Obiettivi che per lui stavano dentro una sorta di “missione” da perseguire anche con severità, certamente, e sempre, con estrema serietà, che si trattasse di parlare di cultura, di fare intrattenimento “intelligente” e “scanzonato”, come di affrontare le urgenze politiche del Paese.
La “sua RSI” era quella, in fondo, che lui incarnava e a cui dava voce, con il suo porsi elegante, garbatamente intransigente nel perseguire una forma di “educazione del pubblico” che per lui stava, anche, nella cura della lingua e della dizione, nell’attenzione estrema, ai dettagli della scrittura e della pronuncia. Ma per lui era anche la piena convinzione, che si trattasse, più in generale, di perseguire un obiettivo più latamente politico, quello di far crescere in competenze e capacità d’analisi un pubblico indistinto che andava “educato” al bello, al meglio, grazie ai mezzi di un’azienda chiamata proprio a questo ruolo.
Oggi i tempi sono cambiati, sotto molti punti di vista. “Panta rei”, tutto scorre e si trasforma.
Niente succede allo stesso modo una seconda volta. Se pensiamo che gli esordi giornalistici di Eros Bellinelli risalgono agli anni della Seconda Guerra Mondiale e che per poco, nella sua lunga esistenza, non è arrivato a vivere un’attualità in cui brutalmente con la guerra, oggi, torniamo a fare i conti, dobbiamo pur dire che confronti o parallelismi sono impensabili, per parlare di guerra, come per parlare di ogni altro evento, per di più attraverso la stampa ed i mezzi audiovisivi.
Anche la RSI non è più quella di “Telescuola”, ed è forse giusto così. In ogni caso bisogna prenderne atto.
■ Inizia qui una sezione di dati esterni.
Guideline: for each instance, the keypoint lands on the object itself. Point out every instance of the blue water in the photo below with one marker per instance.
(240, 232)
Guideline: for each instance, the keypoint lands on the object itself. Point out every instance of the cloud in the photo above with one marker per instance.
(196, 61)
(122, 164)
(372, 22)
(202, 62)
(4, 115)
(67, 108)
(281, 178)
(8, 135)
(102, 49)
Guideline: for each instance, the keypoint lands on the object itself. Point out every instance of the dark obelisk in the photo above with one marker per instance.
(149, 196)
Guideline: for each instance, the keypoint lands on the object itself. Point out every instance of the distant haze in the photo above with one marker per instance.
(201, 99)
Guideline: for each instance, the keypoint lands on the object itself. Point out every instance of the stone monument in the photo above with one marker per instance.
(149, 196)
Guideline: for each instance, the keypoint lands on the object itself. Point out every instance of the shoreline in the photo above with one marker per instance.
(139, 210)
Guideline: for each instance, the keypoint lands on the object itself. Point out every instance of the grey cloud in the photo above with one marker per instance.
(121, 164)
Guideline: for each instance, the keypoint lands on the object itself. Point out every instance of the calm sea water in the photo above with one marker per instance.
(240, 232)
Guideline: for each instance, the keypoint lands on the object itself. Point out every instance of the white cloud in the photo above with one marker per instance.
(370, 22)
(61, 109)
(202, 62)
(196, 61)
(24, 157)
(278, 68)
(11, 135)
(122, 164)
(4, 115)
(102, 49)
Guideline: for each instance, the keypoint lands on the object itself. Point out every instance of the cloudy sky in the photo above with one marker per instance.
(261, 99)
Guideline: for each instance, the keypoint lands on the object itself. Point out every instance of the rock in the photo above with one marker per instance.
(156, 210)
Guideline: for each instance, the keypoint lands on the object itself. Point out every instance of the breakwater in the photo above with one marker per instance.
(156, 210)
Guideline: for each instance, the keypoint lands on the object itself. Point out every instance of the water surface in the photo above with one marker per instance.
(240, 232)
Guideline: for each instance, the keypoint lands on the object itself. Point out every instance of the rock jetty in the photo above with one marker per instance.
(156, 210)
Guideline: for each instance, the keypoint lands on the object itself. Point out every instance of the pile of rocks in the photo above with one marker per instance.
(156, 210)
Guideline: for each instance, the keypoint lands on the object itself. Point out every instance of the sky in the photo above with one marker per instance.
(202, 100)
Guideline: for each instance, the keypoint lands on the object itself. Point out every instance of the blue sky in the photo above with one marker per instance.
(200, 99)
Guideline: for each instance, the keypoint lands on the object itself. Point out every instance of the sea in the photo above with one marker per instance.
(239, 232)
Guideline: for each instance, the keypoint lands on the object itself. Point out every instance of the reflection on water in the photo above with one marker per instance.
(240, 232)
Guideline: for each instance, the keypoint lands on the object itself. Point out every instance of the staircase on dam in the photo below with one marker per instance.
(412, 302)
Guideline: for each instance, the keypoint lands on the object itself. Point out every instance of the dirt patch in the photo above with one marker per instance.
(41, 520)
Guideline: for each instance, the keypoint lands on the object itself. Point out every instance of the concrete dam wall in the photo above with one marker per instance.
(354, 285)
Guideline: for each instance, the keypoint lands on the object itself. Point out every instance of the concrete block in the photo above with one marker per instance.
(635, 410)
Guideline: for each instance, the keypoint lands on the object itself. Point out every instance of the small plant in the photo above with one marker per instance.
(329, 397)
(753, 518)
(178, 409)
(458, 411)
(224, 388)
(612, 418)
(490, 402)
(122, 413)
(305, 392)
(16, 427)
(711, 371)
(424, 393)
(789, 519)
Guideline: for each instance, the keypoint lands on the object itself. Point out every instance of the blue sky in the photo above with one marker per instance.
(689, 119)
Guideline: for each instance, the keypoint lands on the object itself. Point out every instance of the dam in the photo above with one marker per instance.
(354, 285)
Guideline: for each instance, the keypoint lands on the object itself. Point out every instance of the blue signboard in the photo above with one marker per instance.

Ciò non toglie che la storia, e le storie di chi le ha dato così tanto, rimangono pur sempre uno strumento importante e utile da conoscere e ricordare per leggere il presente e pensare il futuro, anche circa il senso del servizio pubblico e dei suoi “linguaggi”.
Sentirsi artefici di un’emancipazione, di una crescita, anche dentro un contesto socio-culturale diverso, può ancora essere considerabile come un obiettivo da perseguire, da opporre, alla più facile rincorsa di “ciò che piace al pubblico”. La “lezione” di Bellinelli, in questo senso, rimane viva e autorevole, anche per costruire una “strategia” aziendale qualificata, che di fronte ai non pochi attacchi che giungono da chi con lei è cresciuto e che a lei deve, magari ancora oggi, una parte non trascurabile dei propri “successi”, si ricordi cosa significa vivere in una comunità che dispone di uno strumento, pubblico, di tale importanza identitaria.